Erzurum Dumlu 1 No'lu Y Tipi Yüksek Güvenlikli Cezaevini ziyaret eden Avukat Naim Eminoğlu da geçen haftaki söyleşimizde, Y tipinde kalan tutuklu ve hükümlülerin ağırlaştırılmış müebbet hapis mahkumu olmaksızın bu infaz rejimine tabi tutulduğunu söylemişti:
“Bu hapishanenin koşulları, F tiplerine göre bile daha ağır.

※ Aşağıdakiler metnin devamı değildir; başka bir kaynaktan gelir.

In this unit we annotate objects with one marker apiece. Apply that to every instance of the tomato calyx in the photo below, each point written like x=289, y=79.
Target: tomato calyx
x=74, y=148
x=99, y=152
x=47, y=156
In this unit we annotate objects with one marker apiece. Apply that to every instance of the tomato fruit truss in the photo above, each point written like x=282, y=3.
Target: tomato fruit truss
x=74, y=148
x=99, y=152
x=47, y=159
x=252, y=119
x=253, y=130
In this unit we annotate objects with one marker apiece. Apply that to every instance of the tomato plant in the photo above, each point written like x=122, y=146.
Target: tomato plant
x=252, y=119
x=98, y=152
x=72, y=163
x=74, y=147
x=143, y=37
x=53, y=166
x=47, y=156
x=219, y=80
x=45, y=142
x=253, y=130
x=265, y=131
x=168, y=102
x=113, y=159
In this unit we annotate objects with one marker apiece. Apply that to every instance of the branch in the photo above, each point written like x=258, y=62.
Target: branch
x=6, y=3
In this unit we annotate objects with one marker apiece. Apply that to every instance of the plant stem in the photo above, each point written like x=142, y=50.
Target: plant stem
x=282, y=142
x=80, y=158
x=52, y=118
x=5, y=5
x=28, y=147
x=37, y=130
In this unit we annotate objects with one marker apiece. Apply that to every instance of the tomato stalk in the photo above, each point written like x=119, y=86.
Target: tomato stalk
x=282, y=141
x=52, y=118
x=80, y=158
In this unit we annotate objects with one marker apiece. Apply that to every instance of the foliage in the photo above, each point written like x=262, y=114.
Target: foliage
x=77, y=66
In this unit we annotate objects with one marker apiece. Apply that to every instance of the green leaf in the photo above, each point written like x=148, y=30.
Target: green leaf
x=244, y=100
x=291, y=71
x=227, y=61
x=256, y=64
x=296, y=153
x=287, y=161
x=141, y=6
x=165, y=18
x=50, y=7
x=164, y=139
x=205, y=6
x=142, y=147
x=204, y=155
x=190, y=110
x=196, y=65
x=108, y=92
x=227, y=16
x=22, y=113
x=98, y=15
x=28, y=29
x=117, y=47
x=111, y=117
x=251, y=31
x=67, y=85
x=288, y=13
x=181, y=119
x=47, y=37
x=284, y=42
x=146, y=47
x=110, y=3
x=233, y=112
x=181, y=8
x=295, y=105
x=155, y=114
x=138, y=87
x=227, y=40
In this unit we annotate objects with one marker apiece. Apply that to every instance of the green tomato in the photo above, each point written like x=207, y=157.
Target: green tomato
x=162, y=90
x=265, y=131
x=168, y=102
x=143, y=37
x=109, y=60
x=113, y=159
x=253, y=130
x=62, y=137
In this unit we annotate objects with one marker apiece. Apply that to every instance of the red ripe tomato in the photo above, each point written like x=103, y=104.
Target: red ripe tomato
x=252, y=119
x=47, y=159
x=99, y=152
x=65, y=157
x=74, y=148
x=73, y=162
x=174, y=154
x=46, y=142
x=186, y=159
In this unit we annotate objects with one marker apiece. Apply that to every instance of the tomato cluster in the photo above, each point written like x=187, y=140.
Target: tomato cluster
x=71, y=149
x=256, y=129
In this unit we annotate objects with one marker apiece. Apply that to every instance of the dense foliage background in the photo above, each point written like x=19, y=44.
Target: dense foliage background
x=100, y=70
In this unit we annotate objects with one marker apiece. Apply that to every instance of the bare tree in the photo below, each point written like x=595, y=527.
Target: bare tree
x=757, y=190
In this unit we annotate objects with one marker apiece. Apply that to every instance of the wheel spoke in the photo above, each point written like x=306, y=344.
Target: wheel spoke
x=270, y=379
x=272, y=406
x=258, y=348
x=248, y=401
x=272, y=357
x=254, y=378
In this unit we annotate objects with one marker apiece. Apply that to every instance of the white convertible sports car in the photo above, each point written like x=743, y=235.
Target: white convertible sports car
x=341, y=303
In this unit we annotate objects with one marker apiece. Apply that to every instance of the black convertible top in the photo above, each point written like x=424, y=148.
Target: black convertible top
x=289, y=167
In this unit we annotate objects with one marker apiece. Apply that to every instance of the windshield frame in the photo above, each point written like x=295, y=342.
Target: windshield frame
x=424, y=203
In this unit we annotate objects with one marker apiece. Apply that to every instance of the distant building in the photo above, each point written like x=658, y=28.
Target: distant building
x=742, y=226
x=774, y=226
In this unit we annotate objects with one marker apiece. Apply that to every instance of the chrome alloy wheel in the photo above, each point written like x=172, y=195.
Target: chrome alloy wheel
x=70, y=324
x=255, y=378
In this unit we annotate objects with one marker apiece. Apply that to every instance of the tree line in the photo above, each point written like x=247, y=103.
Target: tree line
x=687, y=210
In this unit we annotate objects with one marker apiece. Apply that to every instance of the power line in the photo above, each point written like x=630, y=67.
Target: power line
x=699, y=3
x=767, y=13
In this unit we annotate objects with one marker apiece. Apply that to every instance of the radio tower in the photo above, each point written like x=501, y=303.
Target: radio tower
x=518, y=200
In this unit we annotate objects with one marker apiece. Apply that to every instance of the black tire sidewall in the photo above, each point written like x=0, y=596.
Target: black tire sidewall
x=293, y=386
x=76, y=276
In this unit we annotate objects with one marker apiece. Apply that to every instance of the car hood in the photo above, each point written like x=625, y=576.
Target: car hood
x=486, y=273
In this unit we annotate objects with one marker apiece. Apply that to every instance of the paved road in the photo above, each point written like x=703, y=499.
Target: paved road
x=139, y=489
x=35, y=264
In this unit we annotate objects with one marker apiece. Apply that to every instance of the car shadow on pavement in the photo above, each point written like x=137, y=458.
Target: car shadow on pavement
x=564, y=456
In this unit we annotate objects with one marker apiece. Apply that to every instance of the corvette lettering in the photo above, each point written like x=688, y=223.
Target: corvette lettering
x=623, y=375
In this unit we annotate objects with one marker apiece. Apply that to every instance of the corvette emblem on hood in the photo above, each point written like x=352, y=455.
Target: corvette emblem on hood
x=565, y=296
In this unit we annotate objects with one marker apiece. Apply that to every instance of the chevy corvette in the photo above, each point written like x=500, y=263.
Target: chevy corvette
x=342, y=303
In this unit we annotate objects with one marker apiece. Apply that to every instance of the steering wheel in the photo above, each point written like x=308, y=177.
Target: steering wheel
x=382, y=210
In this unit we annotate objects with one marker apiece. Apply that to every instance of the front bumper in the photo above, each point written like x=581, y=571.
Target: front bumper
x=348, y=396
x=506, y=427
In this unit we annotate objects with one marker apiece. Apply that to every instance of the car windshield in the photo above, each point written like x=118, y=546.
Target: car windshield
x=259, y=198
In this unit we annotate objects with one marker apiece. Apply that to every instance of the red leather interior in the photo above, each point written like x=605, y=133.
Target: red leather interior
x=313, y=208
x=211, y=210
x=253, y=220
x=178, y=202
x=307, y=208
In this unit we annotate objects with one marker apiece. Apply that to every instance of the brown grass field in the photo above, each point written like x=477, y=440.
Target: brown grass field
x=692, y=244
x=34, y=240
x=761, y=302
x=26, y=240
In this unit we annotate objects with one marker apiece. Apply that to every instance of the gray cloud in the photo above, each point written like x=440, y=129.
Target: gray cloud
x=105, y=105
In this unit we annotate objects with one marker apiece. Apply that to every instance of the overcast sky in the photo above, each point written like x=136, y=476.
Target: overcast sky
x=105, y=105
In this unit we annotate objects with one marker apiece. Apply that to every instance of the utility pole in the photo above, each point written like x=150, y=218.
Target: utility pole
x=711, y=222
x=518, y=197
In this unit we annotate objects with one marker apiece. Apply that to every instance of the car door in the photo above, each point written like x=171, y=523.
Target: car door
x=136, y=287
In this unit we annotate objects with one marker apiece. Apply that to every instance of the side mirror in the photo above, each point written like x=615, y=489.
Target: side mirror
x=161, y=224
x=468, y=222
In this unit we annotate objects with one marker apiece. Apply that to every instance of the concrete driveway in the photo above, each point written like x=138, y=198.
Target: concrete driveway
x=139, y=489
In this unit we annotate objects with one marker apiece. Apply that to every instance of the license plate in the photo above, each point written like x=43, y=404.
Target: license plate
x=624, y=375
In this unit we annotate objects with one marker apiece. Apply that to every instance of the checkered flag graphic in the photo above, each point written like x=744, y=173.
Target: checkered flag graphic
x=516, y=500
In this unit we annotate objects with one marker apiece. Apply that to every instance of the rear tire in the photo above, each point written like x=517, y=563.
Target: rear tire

Görüştüğüm mahpuslar işkence ve kötü muamele görmediklerini beyan etti ancak hapishanenin kendi koşulları tek başına işkence… Bir koridorda kalanın sesi diğer koridora ulaşmıyor, sadece mahpusların kendileri değil, sesleri dahi izole edilmiş durumda.”
Buradaki mahpuslar “tehlikeli” mi?
“Ağırlaştırılmışlar” değilse kim bu mahpuslar?
Avukat Eminoğlu, müvekkillerinin neden Erzurum Y Tipi Cezaevine sevk edildiğini sorduğunda, “tehlikeli mahkum statüsündekileri getiriyoruz” yanıtı aldığını belirtti, “Ancak benim müvekkillerimin hiçbiri tehlikeli mahkum statüsünde değil” diye ekledi.
“Tehlikeli mahkum” ne demek? Ceza ve Güvenlik Tedbirlerinin İnfazı Hakkında Kanun’un “Yüksek güvenlikli kapalı ceza infaz kurumları” başlıklı 9/3 maddesi uyarınca mahpuslara verilen bir statü.
Ancak Eminoğlu, bu statünün sadece bulunduğu hapishane içerisinde isyan, firar girişimi, insan öldürme gibi suçları işleyenlere verildiğini, yani hapishane içerisindeki davranışlara göre belirlendiğini, Erzurum Y Tipine sevk edilen dört müvekkili hakkında da böyle bir karar olmadığını söyledi.
Y tipine mahkum edilen mahpuslara hem “tehlikeli” deniyor hem de kanundaki haklarının bir kısmından bile yararlanmaları için “uyumlu” olmaları bekleniyor.